We recently sat down with Michelin star Chef Steven Molnar of Quetzal [KET-‘SÄL] shortly after he received a Michelin star. We dug deep into Oaxaca’s food culture, discovered the inner workings of Quetzal and reminisced on the important of familia in the kitchen. Gather round the fire fellow foodies, we have a story to tell.
Bringing tradition to the table
Like most young chefs, Steven began his culinary journey with a love of French cooking. After a brief time working at a French restaurant in Whitby, Ontario, studying in Lyon, France and living in Montreal for six years, Chef Steven made his way to Toronto with his sights set on growing his career. Chef Steven recalls his experience working at Bar Raval as “immersive,” where his love for tapas and family-style dishes came to life. From there he went to work at Bar Isabel, and soon after became the Head Chef at Quetzal. “Everything is meant to be shared at Quetzal,” says Steven. “It’s how people appreciate and enjoy food around the world.”
Chef Steven’s first time in Oaxaca, Mexico was in 2019. During his time, Chef Steven was able to experience a wide variety of traditional Oaxacan foods. “Everything from the corn to the mole was just incredible,” Steven mentions. “We do our best to source as much as we can from Mexico, like our dried corn and chilis.” While Chef Steven does source a lot of specialty ingredients from Mexico, he also recognizes the importance and value of working with local Canadian farmers. “Part of what makes this food so special is how we’re able to combine locally sourced goods and integrate them into our traditional Oaxacan recipes,” he says. Part of what puts Quetzal in a league of their own, is their ability to create immersive dishes while maintaining approachability for anyone new to the cooking style.
Fiery flavours come to life
One of the most notable features of Quetzal has to be the wood burning fire by the chef’s table. “Cooking with fire is inherently romantic,” says Steven. “Understanding the flames and how they impact the food is a relationship we try to foster here at Quetzal.” Honouring the culture is key at Quetzal. Chef Steven wants guests to be taken back in time to experience what food was like before modern technology. You could say his passion was forged in fire.
During a revisit to Quetzal, we took the opportunity to try their signature tasting menu. We sat at the chef’s table so we had a bird’s eye view of everything going on the line. Everything was immaculate. From fresh to fiery hot, each craving we had was satiated with every course. A standout dish was the roasted bone marrow with Argentinian shrimp, tortillas and the most delicious wild flower honey and garlic confit glaze.
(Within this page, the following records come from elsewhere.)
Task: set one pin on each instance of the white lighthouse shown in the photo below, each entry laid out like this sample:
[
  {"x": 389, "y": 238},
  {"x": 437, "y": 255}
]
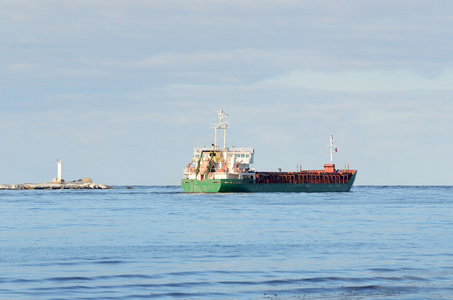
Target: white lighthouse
[{"x": 59, "y": 170}]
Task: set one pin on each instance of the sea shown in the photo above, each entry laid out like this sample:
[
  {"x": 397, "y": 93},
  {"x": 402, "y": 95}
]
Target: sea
[{"x": 375, "y": 242}]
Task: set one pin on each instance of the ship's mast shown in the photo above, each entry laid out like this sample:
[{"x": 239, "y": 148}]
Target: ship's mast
[
  {"x": 331, "y": 149},
  {"x": 221, "y": 125}
]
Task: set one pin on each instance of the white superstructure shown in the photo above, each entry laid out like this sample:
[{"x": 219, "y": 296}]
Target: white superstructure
[{"x": 220, "y": 163}]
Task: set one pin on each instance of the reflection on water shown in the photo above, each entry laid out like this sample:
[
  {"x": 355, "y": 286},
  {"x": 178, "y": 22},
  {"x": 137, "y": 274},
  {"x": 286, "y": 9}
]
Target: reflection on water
[{"x": 156, "y": 242}]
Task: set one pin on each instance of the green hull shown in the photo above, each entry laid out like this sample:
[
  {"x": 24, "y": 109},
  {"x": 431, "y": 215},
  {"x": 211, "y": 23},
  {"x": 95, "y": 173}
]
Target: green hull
[{"x": 243, "y": 186}]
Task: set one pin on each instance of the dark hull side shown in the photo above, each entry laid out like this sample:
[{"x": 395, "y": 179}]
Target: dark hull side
[{"x": 243, "y": 186}]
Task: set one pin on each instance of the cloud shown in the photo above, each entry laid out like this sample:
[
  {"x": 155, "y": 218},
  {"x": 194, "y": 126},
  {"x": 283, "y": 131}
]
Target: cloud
[{"x": 366, "y": 80}]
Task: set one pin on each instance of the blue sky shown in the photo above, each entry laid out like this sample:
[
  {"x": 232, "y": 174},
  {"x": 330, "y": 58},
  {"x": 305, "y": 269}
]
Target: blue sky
[{"x": 123, "y": 90}]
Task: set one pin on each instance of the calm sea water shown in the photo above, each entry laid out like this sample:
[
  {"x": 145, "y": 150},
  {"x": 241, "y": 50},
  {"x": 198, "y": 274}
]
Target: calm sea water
[{"x": 157, "y": 242}]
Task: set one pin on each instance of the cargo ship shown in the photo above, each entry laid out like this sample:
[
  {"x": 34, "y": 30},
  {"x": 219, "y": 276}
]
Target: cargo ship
[{"x": 218, "y": 169}]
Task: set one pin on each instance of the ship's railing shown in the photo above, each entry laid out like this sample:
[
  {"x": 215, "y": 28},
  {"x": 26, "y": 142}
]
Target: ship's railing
[{"x": 230, "y": 150}]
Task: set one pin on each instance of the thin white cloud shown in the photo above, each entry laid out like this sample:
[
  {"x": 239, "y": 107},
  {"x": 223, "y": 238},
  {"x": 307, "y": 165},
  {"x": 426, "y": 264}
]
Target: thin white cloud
[{"x": 366, "y": 81}]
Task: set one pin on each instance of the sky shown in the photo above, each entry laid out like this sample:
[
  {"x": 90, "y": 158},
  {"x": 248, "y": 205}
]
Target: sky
[{"x": 122, "y": 91}]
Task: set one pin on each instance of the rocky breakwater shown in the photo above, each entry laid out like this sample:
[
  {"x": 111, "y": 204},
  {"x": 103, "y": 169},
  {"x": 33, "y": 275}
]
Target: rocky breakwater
[{"x": 85, "y": 183}]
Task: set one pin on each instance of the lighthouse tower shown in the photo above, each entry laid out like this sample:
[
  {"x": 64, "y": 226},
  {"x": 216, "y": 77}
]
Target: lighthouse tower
[{"x": 59, "y": 178}]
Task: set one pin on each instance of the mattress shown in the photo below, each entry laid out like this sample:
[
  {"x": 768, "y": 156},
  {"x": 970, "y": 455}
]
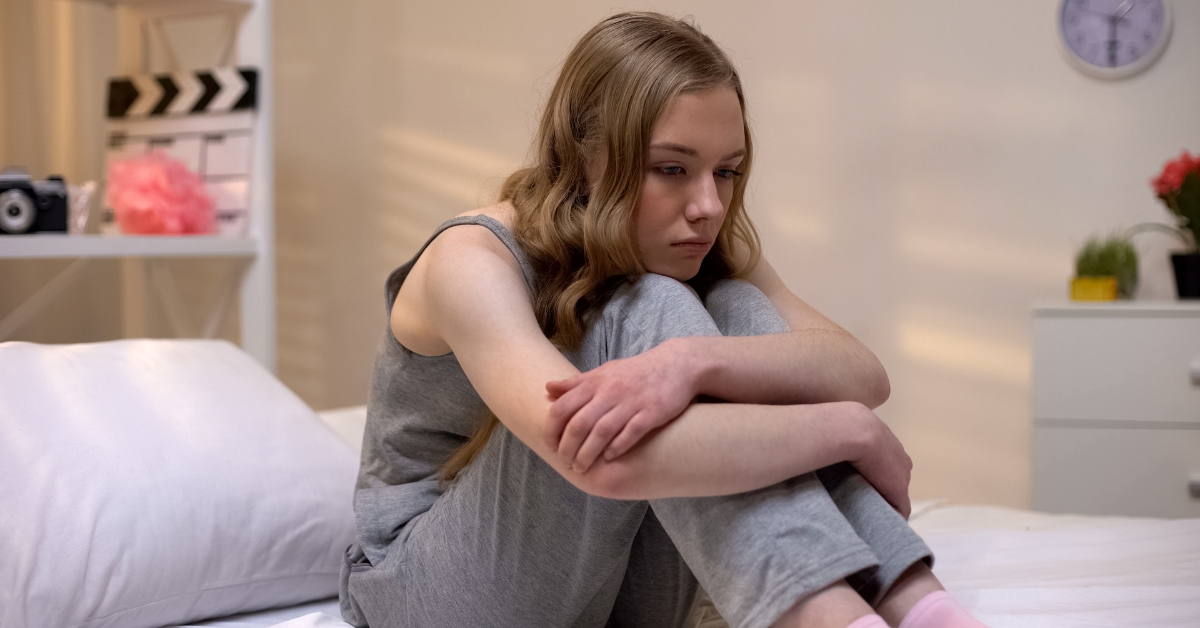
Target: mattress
[{"x": 1011, "y": 568}]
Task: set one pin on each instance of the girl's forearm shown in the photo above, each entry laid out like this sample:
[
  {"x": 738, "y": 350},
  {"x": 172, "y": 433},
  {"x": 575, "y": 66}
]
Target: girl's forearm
[
  {"x": 729, "y": 448},
  {"x": 804, "y": 366}
]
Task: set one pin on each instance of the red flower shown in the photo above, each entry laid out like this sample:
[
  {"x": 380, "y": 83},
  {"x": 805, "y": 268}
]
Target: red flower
[{"x": 1174, "y": 172}]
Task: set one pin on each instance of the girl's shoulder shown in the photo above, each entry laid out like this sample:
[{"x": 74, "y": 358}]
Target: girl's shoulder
[{"x": 502, "y": 211}]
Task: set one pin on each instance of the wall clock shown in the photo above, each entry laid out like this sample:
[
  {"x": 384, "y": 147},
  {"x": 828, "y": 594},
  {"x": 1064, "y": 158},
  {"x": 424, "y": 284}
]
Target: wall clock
[{"x": 1114, "y": 39}]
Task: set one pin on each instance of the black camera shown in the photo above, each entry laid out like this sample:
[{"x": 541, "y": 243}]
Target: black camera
[{"x": 31, "y": 207}]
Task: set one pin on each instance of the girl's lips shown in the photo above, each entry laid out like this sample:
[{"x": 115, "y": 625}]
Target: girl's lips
[{"x": 694, "y": 246}]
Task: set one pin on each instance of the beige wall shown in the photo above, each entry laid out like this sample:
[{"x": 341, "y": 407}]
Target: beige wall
[{"x": 925, "y": 171}]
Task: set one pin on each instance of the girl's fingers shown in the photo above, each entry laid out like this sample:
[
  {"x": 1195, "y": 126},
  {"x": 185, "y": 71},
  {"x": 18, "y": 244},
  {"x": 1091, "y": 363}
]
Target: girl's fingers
[
  {"x": 577, "y": 430},
  {"x": 600, "y": 436},
  {"x": 562, "y": 411},
  {"x": 635, "y": 430}
]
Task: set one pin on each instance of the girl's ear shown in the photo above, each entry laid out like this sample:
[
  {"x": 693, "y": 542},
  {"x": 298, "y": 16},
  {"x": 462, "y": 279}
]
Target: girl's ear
[{"x": 594, "y": 161}]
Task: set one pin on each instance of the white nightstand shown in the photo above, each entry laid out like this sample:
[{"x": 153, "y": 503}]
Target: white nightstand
[{"x": 1116, "y": 408}]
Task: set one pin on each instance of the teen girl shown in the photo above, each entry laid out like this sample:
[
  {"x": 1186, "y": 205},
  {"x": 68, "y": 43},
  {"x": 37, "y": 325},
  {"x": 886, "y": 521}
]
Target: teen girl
[{"x": 535, "y": 455}]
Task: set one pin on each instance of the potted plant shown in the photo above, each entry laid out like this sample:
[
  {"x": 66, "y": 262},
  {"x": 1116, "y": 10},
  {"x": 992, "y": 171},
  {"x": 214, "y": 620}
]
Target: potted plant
[
  {"x": 1179, "y": 187},
  {"x": 1105, "y": 269}
]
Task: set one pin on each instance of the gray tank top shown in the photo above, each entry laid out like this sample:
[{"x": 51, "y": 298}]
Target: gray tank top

It’s no surprise that nearly every tasting menu includes this expertly crafted dish.
Family is everything at Quetzal
While Chef Steven is the leader of the ship, he gives a lot of his thanks and gratitude to his Quetzal family. “We’re a team that really cares about each other,” Steven mentions. “When we received the Michelin star, the whole team (new and old) were live streaming from the restaurant, everyone was there with love and support.” Steven recalls the experience of getting the call from Michelin as a “lifetime achievement” — a special moment him and his team will never forget. Quetzal joins a intimate group of other prestigious Canadian restaurants like St. Lawrence in Vancouver and Toronto’s famous Alo restaurant by Patrick Kriss.
To represent our city is an honour, and to do it within a Mexican restaurant is a dream.
With very few Mexican restaurants recognized globally, Chef Steven feels the immense responsibility of maintaining the authenticity of Quetzal. Steven hopes people are willing to explore the depths of Mexican food and culture. “Mexican chefs and restaurants need more recognition,” Steven says. “It’s so much more than just cheap eats.” Often it’s the French and contemporary restaurants that get the most notoriety — for better or worse. However, with all the success of Chef Steven’s restaurant, it’s clear that the renaissance of Mexican cuisine is just heating up, and it’s all starting here at Toronto’s Quetzal.